In open systems the simple thermodynamic numbers don't correctly describe the long term behaviour because equilibrium isn't what happens.

• I think this example might be appropriate: Water in an open vessel evaporates (open system) while the one in ones bottle doesn't (closed system). Very good answer! – ChemExchange Apr 10 '15 at 17:12

$\Delta G = -RT \ln K$

Which means there for any given process an equilibrium constant can be deduced. Given the products are 'gaseous' they will escape the system, and further drive the equilibrium.

In this case,

$K = 0.05$

Applied pragmatically, we define a system as 'near the puddle'. When the water evaporates, it can either condense again, or move 'far from the puddle' and hence leaves the system. Over time the 'moving away' portion of this process leads to what we observe humanisticly as the puddle disappearing.

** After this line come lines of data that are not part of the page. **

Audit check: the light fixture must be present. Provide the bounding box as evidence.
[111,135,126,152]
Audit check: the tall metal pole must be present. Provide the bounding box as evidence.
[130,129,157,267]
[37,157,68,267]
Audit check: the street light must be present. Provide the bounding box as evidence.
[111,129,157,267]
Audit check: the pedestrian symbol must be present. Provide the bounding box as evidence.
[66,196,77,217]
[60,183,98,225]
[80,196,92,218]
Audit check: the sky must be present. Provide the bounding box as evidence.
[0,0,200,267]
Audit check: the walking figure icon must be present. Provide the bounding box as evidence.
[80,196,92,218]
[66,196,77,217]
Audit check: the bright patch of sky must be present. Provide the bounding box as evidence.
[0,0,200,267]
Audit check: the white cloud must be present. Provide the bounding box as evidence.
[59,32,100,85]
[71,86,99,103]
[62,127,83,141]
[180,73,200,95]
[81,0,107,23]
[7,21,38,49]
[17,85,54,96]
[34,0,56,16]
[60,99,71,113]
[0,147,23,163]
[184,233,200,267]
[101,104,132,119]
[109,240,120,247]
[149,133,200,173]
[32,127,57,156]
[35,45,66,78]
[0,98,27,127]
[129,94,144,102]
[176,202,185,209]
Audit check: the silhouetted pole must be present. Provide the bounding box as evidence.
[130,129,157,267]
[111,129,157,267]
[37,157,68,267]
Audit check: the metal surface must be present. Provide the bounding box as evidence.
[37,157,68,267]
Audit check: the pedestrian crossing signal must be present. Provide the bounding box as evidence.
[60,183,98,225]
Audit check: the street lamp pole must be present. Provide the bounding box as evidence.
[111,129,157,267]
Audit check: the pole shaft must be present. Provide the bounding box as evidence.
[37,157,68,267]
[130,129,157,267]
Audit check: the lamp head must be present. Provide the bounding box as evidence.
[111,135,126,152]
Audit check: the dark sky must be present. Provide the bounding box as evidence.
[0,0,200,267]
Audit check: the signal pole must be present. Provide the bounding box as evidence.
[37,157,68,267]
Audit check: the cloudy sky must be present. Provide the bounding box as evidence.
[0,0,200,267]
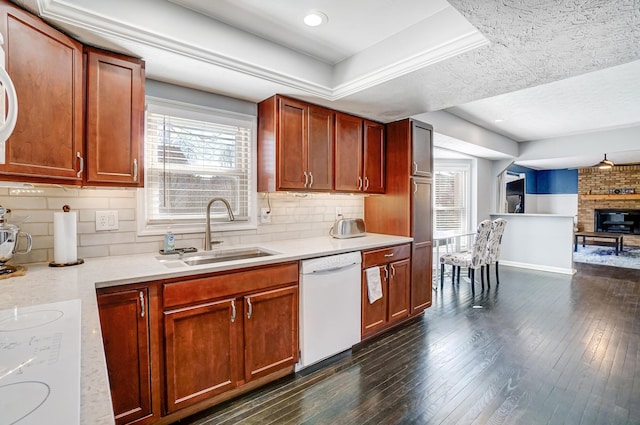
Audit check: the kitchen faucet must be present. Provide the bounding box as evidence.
[204,198,235,251]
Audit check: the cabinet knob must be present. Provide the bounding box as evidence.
[231,300,236,323]
[76,152,84,177]
[138,291,144,317]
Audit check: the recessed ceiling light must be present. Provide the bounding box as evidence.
[304,10,329,27]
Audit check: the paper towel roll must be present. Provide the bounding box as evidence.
[53,212,78,264]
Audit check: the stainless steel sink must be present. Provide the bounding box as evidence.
[157,248,277,266]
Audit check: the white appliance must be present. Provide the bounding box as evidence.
[296,251,362,370]
[0,34,18,164]
[0,299,81,425]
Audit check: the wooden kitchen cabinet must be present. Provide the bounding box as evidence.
[164,298,240,412]
[362,244,411,339]
[98,287,160,425]
[85,48,144,187]
[244,285,298,382]
[258,95,334,192]
[335,113,385,193]
[163,262,298,419]
[0,1,84,184]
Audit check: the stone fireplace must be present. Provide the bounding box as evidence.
[577,165,640,246]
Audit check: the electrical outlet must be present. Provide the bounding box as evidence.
[260,208,271,223]
[96,211,119,232]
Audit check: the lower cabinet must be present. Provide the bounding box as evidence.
[164,299,238,412]
[98,287,159,425]
[362,244,411,339]
[98,262,299,425]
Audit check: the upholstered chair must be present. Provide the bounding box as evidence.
[440,220,491,288]
[484,218,507,284]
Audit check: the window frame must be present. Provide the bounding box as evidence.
[137,96,258,236]
[433,160,473,232]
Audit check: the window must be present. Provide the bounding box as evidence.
[141,98,255,233]
[434,163,471,232]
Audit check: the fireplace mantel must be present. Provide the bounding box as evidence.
[580,193,640,201]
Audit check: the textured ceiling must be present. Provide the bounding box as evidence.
[8,0,640,167]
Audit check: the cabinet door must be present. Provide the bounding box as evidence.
[411,121,433,177]
[164,299,241,412]
[388,260,411,322]
[244,285,298,382]
[86,49,144,187]
[411,178,433,314]
[362,265,388,337]
[363,120,385,193]
[335,113,364,192]
[306,106,334,190]
[0,2,84,184]
[98,289,152,424]
[277,98,308,190]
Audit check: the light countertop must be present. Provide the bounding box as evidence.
[0,233,412,425]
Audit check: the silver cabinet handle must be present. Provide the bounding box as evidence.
[76,152,84,177]
[231,300,236,323]
[138,291,144,317]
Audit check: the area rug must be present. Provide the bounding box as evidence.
[573,245,640,269]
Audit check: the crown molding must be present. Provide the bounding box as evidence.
[36,0,489,101]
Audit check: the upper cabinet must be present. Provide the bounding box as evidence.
[411,120,433,177]
[335,113,384,193]
[258,95,384,193]
[86,49,144,187]
[258,96,334,192]
[0,0,144,186]
[0,2,84,184]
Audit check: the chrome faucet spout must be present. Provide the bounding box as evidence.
[204,198,236,251]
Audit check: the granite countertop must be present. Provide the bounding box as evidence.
[0,233,412,425]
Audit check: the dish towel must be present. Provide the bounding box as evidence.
[364,267,382,304]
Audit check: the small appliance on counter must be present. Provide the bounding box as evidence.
[0,206,31,276]
[329,215,366,239]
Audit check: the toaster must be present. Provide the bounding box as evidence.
[329,218,366,239]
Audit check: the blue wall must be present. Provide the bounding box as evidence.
[508,165,578,195]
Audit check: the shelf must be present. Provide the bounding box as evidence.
[580,193,640,201]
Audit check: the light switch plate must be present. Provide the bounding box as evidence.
[96,210,119,232]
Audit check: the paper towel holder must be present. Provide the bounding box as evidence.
[49,205,84,267]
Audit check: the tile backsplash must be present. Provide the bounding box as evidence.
[0,186,364,264]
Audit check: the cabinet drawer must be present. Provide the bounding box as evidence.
[362,244,411,269]
[163,262,298,308]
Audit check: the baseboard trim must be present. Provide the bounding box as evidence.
[500,260,576,274]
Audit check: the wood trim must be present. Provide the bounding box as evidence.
[580,193,640,201]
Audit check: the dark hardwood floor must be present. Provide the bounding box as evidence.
[172,263,640,425]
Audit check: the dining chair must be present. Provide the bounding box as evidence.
[484,218,507,285]
[440,220,491,288]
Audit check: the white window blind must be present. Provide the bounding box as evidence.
[145,101,255,225]
[434,165,470,232]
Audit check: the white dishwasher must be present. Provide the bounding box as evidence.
[296,251,362,370]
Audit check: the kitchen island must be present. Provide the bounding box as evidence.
[0,234,412,425]
[491,213,575,274]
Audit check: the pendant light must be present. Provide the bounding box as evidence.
[594,153,615,170]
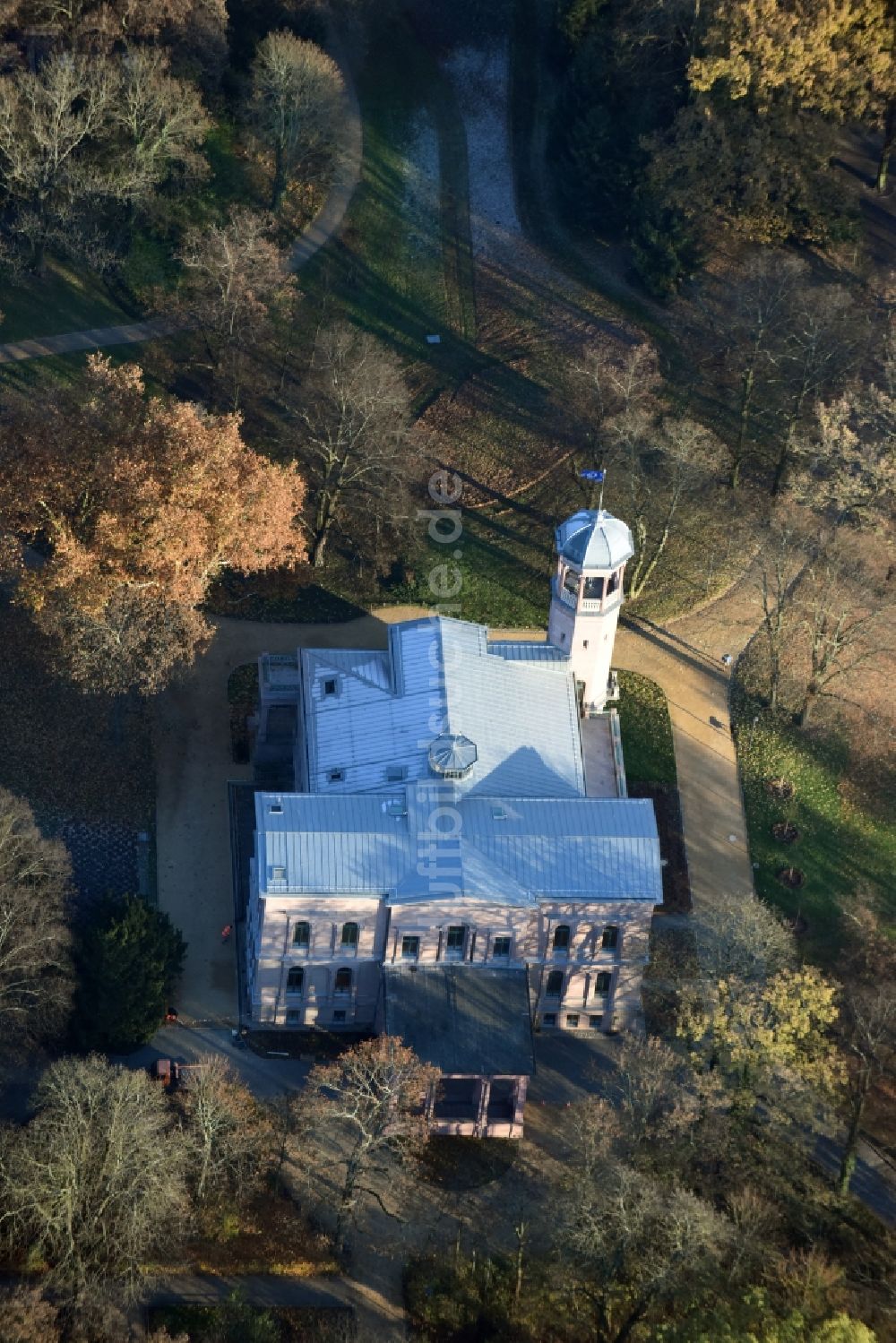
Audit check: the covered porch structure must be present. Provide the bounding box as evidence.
[383,964,535,1138]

• So basically, the vapour leaves the system and is hence out of consideration? – Apoorv Apr 8 '15 at 18:59
• Roughly yes. Even though a small amount is vapor, that vapor is constantly leaving at some rate, and the equilibrium shifts to more vapor to try to balance. – Lighthart Apr 8 '15 at 19:40

The Gibbs energy is defined for systems at a specified temperature and pressure. Think of a container closed to any transfer of material, immersed in a heat bath at a specified temperature, but with adjustable volume, like a cylinder with a movable piston. Put nothing but water in it, set the heat bath to 25 C, and adjust the volume so the pressure is 1 atmosphere. Since the vapor pressure of water at 25 C is 0.0313 atmospheres, there will be no vapor, the piston will be in contact with the liquid water, pressing down with one atmosphere pressure. Your equation and conclusions are correct.

If you lower the pressure to 0.0313 atm by increasing the volume , then you can set the volume to anything between the volume of the water and the volume of the vapor when the last bit of water just evaporated and still maintain 0.0313 atm. If you increase the volume more, you are setting the pressure below the vapor pressure, and all the water will evaporate.

When you note that water will evaporate at 25 C, you are specifying a huge volume with air at 1 atm, and a little water, so you are effectively setting the partial pressure of the vapor to something very small, and of course, it will evaporate.